When President Obama arrives in Israel on Wednesday, he will face all the usual issues that have confronted leaders of the two allied countries in the six decades since the Jewish nation was created—threats from enemies on all sides, the status of Jerusalem, the creation of a Palestinian state, and U.S. support for a fellow democracy. But even as Obama and Israeli Prime Minister Benjamin Netanyahu deal with these life-and-death issues of substance and policy, it is the personal element that perhaps most looms over this summit.

For, more so than any previous time in U.S.-Israeli relations, it is widely believed that this American president and Israeli prime minister don’t like each other. And, as always in diplomacy, the personal has a bearing on the policy. Even as both governments deny any personal enmity, it is undeniable that the two leaders have had difficulty working together over the last four years.

“This is the most dysfunctional relationship between an American president and any Israeli prime minister in the history of the relationship,” said Aaron Miller, who advised secretaries of State from both parties on Arab-Israeli negotiations from 1978 to 2003 and now is a distinguished scholar at the Wilson Center.

“You have two people who really don’t like each other,” said Samuel Lewis, who was U.S. ambassador to Israel under Presidents Carter and Reagan and spent three decades at the State Department. Speaking earlier this year at a Wilson Center forum, Lewis said, “You have two people who both have good reason not to like each other because of each other’s behavior.”

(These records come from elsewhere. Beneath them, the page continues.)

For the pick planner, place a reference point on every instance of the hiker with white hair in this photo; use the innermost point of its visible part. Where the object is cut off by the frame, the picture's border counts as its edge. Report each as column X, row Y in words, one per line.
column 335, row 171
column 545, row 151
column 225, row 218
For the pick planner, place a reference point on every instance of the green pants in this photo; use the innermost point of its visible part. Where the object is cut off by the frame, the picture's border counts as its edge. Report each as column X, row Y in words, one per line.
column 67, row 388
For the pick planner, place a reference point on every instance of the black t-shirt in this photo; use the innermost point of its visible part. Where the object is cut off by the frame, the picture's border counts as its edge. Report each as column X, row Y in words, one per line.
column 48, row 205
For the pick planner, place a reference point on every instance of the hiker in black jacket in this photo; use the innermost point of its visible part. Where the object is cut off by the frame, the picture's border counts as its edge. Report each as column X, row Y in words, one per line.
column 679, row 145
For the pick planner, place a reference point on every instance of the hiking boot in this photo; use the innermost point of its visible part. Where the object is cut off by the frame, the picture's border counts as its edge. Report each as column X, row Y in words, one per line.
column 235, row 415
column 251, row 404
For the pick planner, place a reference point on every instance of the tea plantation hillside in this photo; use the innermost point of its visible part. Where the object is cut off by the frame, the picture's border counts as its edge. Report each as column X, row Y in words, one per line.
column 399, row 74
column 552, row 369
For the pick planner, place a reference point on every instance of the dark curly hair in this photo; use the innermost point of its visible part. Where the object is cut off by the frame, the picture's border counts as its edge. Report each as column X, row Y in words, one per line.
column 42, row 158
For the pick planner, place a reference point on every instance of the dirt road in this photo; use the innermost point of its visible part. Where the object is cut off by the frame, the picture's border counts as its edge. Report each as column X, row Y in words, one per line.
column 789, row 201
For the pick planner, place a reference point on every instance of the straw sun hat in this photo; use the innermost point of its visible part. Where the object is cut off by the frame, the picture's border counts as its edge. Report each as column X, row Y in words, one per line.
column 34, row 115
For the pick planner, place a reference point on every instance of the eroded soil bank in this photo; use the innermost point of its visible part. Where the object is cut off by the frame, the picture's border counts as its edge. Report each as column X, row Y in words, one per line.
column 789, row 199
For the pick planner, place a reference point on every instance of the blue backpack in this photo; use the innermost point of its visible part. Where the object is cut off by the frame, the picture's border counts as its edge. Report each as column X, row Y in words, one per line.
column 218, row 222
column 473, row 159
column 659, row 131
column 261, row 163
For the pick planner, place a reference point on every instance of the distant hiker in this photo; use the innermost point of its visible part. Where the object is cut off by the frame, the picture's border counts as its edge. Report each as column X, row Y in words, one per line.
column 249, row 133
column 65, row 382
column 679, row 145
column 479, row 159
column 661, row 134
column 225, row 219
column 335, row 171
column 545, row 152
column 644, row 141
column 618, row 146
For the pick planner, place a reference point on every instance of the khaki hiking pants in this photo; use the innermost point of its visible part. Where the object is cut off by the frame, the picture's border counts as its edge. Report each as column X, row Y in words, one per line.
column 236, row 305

The evidence of a rift between the two men is abundant. In 2010, Israel embarrassed the Obama administration by announcing 1,600 new housing units for Jews in East Jerusalem while Vice President Joe Biden was in Israel. Also in 2010, Netanyahu fed the perception that the president had snubbed him to have dinner with his family. Then, in 2011, Obama angered Netanyahu by stating that the 1967 borders should be the basis for future negotiations. That provoked Netanyahu to deliver an unprecedented lecture to the president in the Oval Office.

Last year, Netanyahu came as close as he could to interfering in American domestic politics, stopping just short of an outright endorsement of Republican Mitt Romney but leaving no doubt he preferred a Romney victory over an Obama win. And he fed stories in September that he was miffed when Obama refused to meet him while he was in the United States to attend the United Nations General Assembly.

And earlier this year, Israelis were stung when Jeffrey Goldberg of The Atlantic—one of the most influential analysts of Israel—wrote, “On matters related to the Palestinians, the president seems to view the prime minister as a political coward, an essentially unchallenged leader who nevertheless is unwilling to lead or spend political capital to advance the cause of compromise.” That came after Netanyahu announced it would be building 3,000 additional housing units in east Jerusalem and the West Bank.

Against that backdrop comes Obama’s first trip to Israel and the first meeting between the two leaders since each was reelected.

On one level, that could be trouble. As David Horowitz, former editor of TheJerusalem Post, said after the Israeli election, “They both feel completely vindicated that the public has chosen them again.... Each of them thinks they understand the best interests of both countries better than the other.”

But these are now experienced leaders who understand the stakes in the most volatile region in the world. Both understand the critical nature of the alliance. And that realization is expected to trump their personal distaste. “There is really a shared goal here to portray a successful relationship,” said Natan Sachs, a fellow at the Saban Center for Middle East Policy at the Brookings Institution. “It’s in the interest of both parties.”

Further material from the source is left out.